Em momentos de crise institucional há que se ter muito cuidado na hora de abraçar causas, alianças e personagens. Os fins não justificam os meios. Também não se pode olvidar do velho provérbio religioso: “diga-me com quem andas e te direi que és”. Assim, não se trata de canonizar Michel Temer ou colocar o vice na posição de vítima em relação à desastrosa gestão do atual governo. O PMDB também tem responsabilidade sobre o aparelhamento do Estado iniciado em 2002. Nas quatro vitórias presidenciais do PT, lá estava o PMDB de olho no usufruto da máquina pública.
Analistas políticos e membros do próprio PT avaliam que o maior erro político da presidente Dilma foi manter o PMDB à margem do governo. Essa relação desgastada sem uma base mais sólida, agora poderá ser decisiva na discussão do processo de impeachment sobre o qual sobram argumentos e teses de ambos os lados. Os governistas dizem que se trata de um golpe contra a democracia, os oposicionistas afirmam que a impugnação da presidente está prevista na constituição. Enquanto PT brada que o movimento pela cassação configura um ato revanchista pela derrota na última eleição, o PSDB rebate lembrando que quando o PT era oposição protocolou no Congresso Nacional mais de 30 pedidos de impeachment contra os ex-presidentes Fernando Collor de Mello, Itamar Franco e Fernando Henrique Cardoso.
Dirigentes petistas que estão ou estiveram presos, casos de José Dirceu e José Genoíno, lideram esses movimentos. Argumentando que essa discussão paralisa o país, o governo quer votar logo a questão assim que tiver o controle absoluto das comissões. A oposição sabe que o governo quer acelerar a definição do processo para que não haja tempo de organizar as manifestações de rua que podem influenciar o voto dos congressistas. Dilma propôs a suspensão do recesso, temerosa de que a deterioração econômica complique ainda mais a sua sobrevivência. Já os agentes econômicos reagiram favoravelmente ao processo de cassação.

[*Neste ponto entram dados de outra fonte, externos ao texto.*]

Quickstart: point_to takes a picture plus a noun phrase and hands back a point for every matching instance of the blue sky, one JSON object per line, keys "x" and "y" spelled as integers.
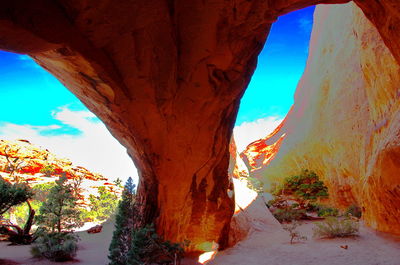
{"x": 35, "y": 106}
{"x": 280, "y": 66}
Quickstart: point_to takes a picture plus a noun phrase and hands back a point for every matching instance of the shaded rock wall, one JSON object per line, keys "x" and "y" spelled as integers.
{"x": 345, "y": 122}
{"x": 166, "y": 77}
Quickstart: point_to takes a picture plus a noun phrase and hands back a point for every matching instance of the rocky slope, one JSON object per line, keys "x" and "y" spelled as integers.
{"x": 345, "y": 122}
{"x": 35, "y": 165}
{"x": 166, "y": 77}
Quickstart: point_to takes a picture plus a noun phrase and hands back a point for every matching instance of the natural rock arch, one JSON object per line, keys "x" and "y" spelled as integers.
{"x": 166, "y": 77}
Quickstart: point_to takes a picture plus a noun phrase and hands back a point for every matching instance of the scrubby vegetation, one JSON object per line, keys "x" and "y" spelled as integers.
{"x": 294, "y": 234}
{"x": 336, "y": 227}
{"x": 58, "y": 217}
{"x": 136, "y": 244}
{"x": 12, "y": 195}
{"x": 102, "y": 206}
{"x": 305, "y": 188}
{"x": 288, "y": 214}
{"x": 354, "y": 211}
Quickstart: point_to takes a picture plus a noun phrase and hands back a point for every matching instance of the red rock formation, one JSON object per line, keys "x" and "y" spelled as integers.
{"x": 166, "y": 78}
{"x": 37, "y": 165}
{"x": 345, "y": 122}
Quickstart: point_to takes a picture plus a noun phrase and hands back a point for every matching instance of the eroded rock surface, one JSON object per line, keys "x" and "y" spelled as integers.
{"x": 345, "y": 122}
{"x": 166, "y": 77}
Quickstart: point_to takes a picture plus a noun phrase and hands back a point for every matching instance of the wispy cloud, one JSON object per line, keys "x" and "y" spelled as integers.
{"x": 249, "y": 132}
{"x": 94, "y": 148}
{"x": 305, "y": 24}
{"x": 28, "y": 62}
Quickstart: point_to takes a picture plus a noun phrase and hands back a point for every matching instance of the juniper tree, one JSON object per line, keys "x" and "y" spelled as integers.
{"x": 12, "y": 195}
{"x": 124, "y": 220}
{"x": 59, "y": 212}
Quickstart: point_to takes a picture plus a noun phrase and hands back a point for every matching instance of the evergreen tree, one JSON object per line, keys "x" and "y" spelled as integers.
{"x": 59, "y": 212}
{"x": 12, "y": 194}
{"x": 121, "y": 240}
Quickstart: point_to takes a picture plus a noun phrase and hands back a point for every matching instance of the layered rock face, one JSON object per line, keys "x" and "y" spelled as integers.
{"x": 24, "y": 162}
{"x": 345, "y": 122}
{"x": 166, "y": 77}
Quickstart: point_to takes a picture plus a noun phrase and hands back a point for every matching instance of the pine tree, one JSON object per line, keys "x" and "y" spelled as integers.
{"x": 12, "y": 194}
{"x": 59, "y": 212}
{"x": 121, "y": 240}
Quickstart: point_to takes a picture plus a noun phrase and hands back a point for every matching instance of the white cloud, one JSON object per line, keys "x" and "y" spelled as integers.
{"x": 305, "y": 24}
{"x": 94, "y": 148}
{"x": 249, "y": 132}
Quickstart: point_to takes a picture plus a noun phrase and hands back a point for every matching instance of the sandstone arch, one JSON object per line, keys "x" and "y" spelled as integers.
{"x": 166, "y": 77}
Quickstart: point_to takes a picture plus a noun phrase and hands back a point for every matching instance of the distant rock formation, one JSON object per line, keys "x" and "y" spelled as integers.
{"x": 36, "y": 165}
{"x": 345, "y": 122}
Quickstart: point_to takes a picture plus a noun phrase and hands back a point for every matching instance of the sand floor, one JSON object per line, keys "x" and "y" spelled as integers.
{"x": 269, "y": 246}
{"x": 273, "y": 248}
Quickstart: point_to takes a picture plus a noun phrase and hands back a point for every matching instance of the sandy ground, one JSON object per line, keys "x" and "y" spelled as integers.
{"x": 269, "y": 246}
{"x": 272, "y": 247}
{"x": 93, "y": 249}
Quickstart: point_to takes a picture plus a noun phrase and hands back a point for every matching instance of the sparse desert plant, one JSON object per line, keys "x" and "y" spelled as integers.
{"x": 48, "y": 170}
{"x": 55, "y": 246}
{"x": 102, "y": 206}
{"x": 58, "y": 216}
{"x": 148, "y": 248}
{"x": 255, "y": 184}
{"x": 305, "y": 187}
{"x": 288, "y": 214}
{"x": 294, "y": 234}
{"x": 336, "y": 227}
{"x": 354, "y": 211}
{"x": 12, "y": 195}
{"x": 325, "y": 211}
{"x": 59, "y": 212}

Mesmo que o impeachment seja um processo político, que transcorre no Poder Legislativo, as instituições do país, com ênfase à Justiça, decidirão soberanamente se há ou não há base jurídica para a cassação da presidente. No meio desse debate que divide e paralisa o país, um petista de carteirinha, o secretário de Governo, Ricardo Berzoini, projetou a solução do impasse. Salvo as manobras regimentais, para se livrar do impeachment, dos 513 votos dos deputados, por ironia do destino, a presidente Dilma precisa contar com o apoio de 171 parlamentares, um número muito significativo para o Código Penal Brasileiro. Berzoini avalia que se a base não tiver esse 1/3 dos deputados, o governo não tem mesmo condições de permanecer no poder. Assim, a votação do impeachment será uma espécie de parlamentarismo branco. A questão será decidida de forma democrática, cair ou não cair, eis uma questão que, em síntese, dependerá do voto.